C’è qualcosa che sta invadendo il nostro cuore: l’allarme dei medici è senza precedenti

Trovata una sostanza artificiale all'interno dei tessuti cardiaci umani: lo studio conferma il legame diretto con l'aumento dei decessi improvvisi.

Non si vede ad occhio nudo, ma è lì. Un team di chirurghi e ricercatori ha appena fatto una scoperta che sta lasciando senza parole la comunità medica internazionale: all’interno dei tessuti cardiaci e delle arterie umane è stata trovata una presenza estranea che non dovrebbe esistere. Non si tratta di un virus o di un batterio, ma di frammenti di microplastica, sostanza che ormai circola nel nostro sangue come un ospite invisibile e silenzioso. I dati emersi dallo studio sono preoccupanti. Analizzando le placche rimosse dalle arterie di centinaia di pazienti, i medici hanno notato che chi ospita queste particelle nel proprio sistema circolatorio ha un rischio quasi quadruplo di subire infarti o ictus rispetto agli altri. Questa sostanza agisce come un acceleratore per le malattie cardiovascolari, scatenando infiammazioni croniche che distruggono il corpo dall’interno.

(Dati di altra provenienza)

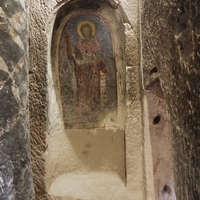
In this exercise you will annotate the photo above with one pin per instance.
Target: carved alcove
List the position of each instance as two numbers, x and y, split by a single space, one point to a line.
86 105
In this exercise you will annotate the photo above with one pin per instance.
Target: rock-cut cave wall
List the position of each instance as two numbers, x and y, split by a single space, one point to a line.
171 42
15 167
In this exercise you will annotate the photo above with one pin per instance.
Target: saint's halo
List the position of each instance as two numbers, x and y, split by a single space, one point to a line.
84 23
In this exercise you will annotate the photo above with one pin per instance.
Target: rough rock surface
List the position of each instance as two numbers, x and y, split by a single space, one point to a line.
171 35
15 171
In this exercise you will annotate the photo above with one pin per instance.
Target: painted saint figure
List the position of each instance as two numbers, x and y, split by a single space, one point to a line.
89 68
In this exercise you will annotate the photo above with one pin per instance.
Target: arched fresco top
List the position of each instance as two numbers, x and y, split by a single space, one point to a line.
87 71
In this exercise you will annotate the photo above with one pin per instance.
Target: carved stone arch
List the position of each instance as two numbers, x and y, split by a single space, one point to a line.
96 147
89 11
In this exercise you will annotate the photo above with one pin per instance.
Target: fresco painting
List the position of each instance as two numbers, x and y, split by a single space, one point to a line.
87 72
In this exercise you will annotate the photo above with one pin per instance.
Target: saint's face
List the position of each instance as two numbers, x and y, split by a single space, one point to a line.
86 31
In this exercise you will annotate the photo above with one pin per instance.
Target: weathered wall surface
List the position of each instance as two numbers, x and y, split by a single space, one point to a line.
42 15
171 43
15 170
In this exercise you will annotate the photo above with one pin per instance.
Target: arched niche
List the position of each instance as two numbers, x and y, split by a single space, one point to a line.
89 98
86 142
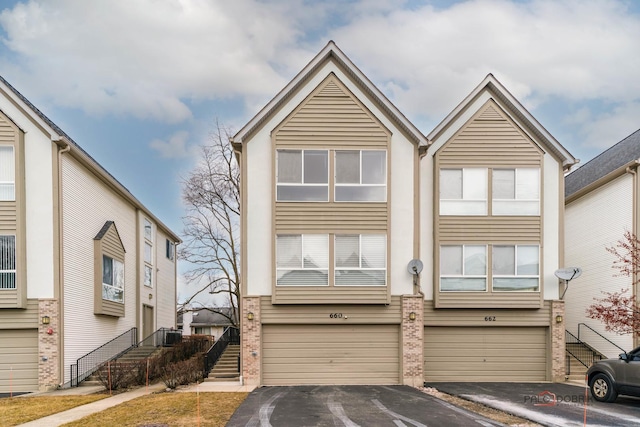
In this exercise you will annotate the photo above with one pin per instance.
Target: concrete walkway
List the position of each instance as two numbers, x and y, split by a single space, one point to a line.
100 405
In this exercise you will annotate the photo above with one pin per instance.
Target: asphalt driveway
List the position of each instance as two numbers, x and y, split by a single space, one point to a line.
350 406
549 404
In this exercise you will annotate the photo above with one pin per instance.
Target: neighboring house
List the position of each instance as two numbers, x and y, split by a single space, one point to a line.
340 193
602 202
203 321
81 259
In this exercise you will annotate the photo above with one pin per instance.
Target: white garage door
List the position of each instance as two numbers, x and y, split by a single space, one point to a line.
18 360
328 354
485 354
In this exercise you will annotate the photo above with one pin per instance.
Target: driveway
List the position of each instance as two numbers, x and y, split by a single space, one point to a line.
350 406
549 404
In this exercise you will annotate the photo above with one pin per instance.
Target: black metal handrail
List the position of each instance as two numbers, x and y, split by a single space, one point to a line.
581 351
90 362
600 335
231 335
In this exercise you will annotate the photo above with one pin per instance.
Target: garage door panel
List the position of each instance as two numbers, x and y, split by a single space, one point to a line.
328 354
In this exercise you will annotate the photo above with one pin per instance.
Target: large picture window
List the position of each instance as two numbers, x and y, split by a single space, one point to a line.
516 191
112 279
302 260
463 191
516 268
7 174
302 175
360 260
361 176
7 262
463 268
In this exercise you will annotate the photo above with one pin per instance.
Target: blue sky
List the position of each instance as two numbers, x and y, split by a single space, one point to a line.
139 83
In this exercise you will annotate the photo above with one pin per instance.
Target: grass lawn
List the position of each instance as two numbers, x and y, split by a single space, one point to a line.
18 410
173 409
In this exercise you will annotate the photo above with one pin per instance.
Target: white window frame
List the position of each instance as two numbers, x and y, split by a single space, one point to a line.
360 254
519 205
302 184
360 184
10 272
463 274
115 278
10 184
466 205
516 274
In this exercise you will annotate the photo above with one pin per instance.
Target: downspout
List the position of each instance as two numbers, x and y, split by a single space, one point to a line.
66 147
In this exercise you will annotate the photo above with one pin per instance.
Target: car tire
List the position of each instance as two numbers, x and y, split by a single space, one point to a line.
602 388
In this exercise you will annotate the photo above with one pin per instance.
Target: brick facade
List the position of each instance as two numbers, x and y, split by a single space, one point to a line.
251 342
558 370
413 340
48 345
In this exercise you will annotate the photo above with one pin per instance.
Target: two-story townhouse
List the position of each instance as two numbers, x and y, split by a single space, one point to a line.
341 195
81 259
602 203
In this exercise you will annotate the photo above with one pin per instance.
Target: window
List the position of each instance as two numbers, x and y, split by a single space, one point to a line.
463 268
516 191
463 191
302 260
361 176
112 279
7 262
360 260
7 174
516 268
303 175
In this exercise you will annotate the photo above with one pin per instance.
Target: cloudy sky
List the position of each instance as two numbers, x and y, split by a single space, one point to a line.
139 83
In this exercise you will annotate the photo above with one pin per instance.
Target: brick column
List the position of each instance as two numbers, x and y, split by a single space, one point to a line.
413 341
558 370
48 345
251 338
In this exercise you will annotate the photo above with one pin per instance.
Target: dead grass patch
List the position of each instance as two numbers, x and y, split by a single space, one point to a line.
173 409
19 410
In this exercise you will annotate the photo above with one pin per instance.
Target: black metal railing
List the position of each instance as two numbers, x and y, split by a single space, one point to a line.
231 335
580 351
90 362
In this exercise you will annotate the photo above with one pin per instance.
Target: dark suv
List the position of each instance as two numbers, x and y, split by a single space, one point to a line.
610 377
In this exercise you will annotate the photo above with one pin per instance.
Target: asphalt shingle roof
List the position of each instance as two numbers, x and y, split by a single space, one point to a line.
608 161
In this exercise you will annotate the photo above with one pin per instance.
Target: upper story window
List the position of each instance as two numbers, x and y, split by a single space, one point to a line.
302 175
7 262
516 191
302 259
463 268
361 176
7 173
361 260
516 268
463 191
112 279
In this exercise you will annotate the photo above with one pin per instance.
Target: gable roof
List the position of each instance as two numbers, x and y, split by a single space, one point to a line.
59 137
622 155
525 119
330 52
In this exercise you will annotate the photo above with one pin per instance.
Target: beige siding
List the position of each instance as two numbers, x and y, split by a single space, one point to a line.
18 360
317 314
330 354
485 353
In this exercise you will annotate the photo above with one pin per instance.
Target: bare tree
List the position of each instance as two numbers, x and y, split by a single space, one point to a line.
619 310
211 193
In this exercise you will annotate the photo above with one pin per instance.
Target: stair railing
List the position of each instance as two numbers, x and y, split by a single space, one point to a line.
231 335
90 362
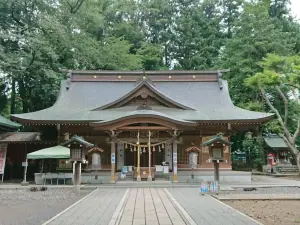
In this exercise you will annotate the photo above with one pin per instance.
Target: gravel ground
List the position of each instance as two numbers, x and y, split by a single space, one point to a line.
270 212
267 190
23 207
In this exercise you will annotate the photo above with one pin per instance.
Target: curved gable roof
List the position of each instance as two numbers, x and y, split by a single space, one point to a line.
146 114
144 83
197 97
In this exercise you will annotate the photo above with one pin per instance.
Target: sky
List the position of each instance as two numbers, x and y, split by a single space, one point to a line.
295 6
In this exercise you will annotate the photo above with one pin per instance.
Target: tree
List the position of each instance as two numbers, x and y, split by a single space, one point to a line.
254 36
198 35
281 74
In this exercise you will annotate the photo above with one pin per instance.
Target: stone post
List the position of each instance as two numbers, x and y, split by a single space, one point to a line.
113 161
138 177
216 171
175 179
77 176
149 148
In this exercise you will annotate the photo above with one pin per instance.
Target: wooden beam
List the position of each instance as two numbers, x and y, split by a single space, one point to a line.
144 128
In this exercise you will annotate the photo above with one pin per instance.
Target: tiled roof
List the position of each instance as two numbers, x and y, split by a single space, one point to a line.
275 141
18 137
206 100
8 124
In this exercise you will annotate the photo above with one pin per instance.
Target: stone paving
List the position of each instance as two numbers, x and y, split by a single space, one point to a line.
150 206
207 210
97 208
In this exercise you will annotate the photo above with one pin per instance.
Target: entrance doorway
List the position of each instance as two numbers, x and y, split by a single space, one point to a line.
131 158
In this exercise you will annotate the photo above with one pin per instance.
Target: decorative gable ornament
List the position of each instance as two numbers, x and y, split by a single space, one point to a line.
77 147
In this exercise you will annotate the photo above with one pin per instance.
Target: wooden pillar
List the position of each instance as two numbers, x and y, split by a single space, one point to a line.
175 179
113 161
77 176
138 170
149 158
216 171
58 133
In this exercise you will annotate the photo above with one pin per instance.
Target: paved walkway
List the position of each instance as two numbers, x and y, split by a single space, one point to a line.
207 210
150 206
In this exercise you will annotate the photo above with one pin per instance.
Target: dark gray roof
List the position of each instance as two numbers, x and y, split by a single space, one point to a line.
275 141
207 102
77 139
15 137
5 123
148 113
214 139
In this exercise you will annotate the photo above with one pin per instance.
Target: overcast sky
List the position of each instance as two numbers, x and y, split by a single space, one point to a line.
296 8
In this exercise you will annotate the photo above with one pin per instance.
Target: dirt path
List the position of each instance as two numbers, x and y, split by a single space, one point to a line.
270 212
22 207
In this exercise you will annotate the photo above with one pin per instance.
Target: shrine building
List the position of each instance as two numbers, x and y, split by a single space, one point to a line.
145 119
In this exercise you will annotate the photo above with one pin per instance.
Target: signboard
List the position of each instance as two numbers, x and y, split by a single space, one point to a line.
3 148
113 158
175 157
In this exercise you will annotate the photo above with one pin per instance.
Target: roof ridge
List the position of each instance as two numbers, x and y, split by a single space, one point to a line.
136 88
142 72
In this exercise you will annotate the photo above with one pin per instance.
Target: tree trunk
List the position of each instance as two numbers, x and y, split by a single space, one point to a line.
298 161
22 93
13 97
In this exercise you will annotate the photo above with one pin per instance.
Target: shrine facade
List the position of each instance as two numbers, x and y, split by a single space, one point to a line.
149 123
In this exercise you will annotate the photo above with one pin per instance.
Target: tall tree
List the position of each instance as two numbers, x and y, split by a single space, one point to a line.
255 35
281 74
197 34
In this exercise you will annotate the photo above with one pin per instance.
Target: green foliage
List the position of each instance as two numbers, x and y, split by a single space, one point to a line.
255 35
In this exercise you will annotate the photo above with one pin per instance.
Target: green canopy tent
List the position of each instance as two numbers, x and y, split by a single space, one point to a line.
56 152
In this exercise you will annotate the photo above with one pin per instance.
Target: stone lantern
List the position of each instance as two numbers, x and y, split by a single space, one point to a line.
77 147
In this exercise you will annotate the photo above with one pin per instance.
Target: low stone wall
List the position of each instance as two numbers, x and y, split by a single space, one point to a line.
183 177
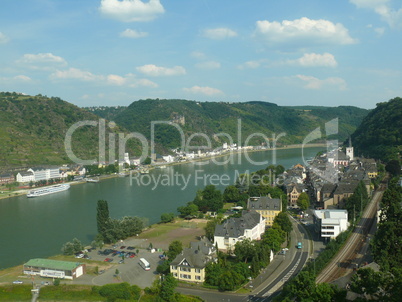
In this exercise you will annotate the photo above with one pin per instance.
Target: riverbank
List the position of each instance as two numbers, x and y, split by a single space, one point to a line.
20 192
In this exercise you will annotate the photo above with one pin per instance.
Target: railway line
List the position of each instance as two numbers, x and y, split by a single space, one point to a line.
349 257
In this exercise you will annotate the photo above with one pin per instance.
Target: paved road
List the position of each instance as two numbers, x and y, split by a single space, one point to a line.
266 285
341 263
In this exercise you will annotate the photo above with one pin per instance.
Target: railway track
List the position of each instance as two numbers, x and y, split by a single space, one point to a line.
349 255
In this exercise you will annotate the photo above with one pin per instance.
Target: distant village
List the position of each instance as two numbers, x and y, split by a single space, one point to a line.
328 179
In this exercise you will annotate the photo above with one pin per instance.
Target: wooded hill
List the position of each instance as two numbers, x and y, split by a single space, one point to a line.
212 117
33 131
380 133
33 128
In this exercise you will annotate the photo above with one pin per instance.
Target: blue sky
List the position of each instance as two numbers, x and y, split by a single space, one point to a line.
290 52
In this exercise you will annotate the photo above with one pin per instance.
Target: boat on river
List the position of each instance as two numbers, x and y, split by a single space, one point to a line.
93 180
48 190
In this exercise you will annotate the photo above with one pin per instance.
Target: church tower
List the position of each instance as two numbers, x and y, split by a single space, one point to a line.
349 150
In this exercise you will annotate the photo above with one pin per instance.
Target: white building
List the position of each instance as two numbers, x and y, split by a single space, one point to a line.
168 158
24 177
45 173
251 225
330 223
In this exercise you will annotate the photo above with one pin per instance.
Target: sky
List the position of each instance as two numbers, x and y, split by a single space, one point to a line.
289 52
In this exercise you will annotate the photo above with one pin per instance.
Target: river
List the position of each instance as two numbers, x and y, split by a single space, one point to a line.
38 227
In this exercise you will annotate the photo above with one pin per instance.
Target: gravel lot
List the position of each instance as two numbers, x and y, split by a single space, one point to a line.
130 271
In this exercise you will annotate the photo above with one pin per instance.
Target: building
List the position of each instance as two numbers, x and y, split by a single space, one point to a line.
249 226
45 173
330 223
268 207
343 191
24 177
293 192
6 178
190 264
54 268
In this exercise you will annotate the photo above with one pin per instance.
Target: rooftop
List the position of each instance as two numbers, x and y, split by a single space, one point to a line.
52 264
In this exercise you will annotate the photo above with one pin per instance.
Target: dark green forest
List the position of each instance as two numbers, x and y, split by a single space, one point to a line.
211 118
380 133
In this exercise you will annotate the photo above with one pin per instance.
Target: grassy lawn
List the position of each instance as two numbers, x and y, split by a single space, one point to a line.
184 230
18 292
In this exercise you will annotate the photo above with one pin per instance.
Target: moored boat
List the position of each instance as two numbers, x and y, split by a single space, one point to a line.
48 190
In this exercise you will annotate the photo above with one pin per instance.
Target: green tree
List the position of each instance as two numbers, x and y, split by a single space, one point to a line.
231 194
167 289
175 248
190 210
283 220
210 228
245 250
68 248
303 202
102 216
167 217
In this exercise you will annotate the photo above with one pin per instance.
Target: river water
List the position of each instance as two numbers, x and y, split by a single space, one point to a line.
38 227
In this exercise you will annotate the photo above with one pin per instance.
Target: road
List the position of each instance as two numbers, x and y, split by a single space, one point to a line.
351 253
267 284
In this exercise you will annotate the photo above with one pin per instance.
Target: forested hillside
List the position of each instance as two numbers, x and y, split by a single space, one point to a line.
256 117
33 131
380 133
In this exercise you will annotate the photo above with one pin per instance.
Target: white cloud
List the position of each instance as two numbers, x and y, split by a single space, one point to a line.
129 80
304 30
208 65
316 84
198 55
382 7
156 71
315 60
219 33
131 10
203 90
76 74
23 78
132 33
42 61
250 65
3 38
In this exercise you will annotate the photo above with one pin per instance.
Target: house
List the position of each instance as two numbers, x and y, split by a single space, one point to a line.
293 192
249 226
327 191
6 178
330 223
45 173
343 191
338 158
190 264
24 177
54 268
268 207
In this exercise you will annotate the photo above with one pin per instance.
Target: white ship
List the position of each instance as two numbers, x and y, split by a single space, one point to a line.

Ma come ci è finita lì dentro? La risposta è in quello che facciamo ogni singolo giorno: è nel cibo che compriamo, nell’acqua che beviamo e persino nell’aria che respiriamo. La contaminazione è ormai così diffusa che la scienza sta correndo ai ripari per capire come proteggere il cuore da questa invasione che nessuno aveva previsto con tale gravità. Lo studio pubblicato sul New England Journal of Medicine ha evidenziato una presenza significativa di microplastiche e nanoplastiche (MNPs) all’interno delle placche aterosclerotiche carotidee. Attraverso tecniche di microscopia elettronica e analisi chimica, i ricercatori hanno identificato particelle di polietilene e cloruro di polivinile (PVC) nel tessuto vascolare di un’ampia percentuale di pazienti monitorati. L’aspetto più rilevante sotto il profilo fisiopatologico è l’associazione tra la presenza di questi materiali e un incremento dei marcatori infiammatori, come l’interleuchina-18 e la proteina C-reattiva. Questi dati suggeriscono che i frammenti sintetici non siano inerti, ma agiscano come fattori pro-infiammatori capaci di destabilizzare le placche, aumentando sensibilmente l’incidenza di eventi trombotici acuti. Nonostante la gravità della scoperta, la scienza sta già indicando la via d’uscita. La capacità del nostro corpo di rigenerarsi è straordinaria se gli forniamo gli strumenti giusti: ridurre l’uso di contenitori plastici per cibi caldi e filtrare l’acqua domestica può abbattere drasticamente l’esposizione quotidiana. Molte aziende stanno già sostituendo i polimeri sintetici con materiali biocompatibili che il corpo umano può smaltire naturalmente.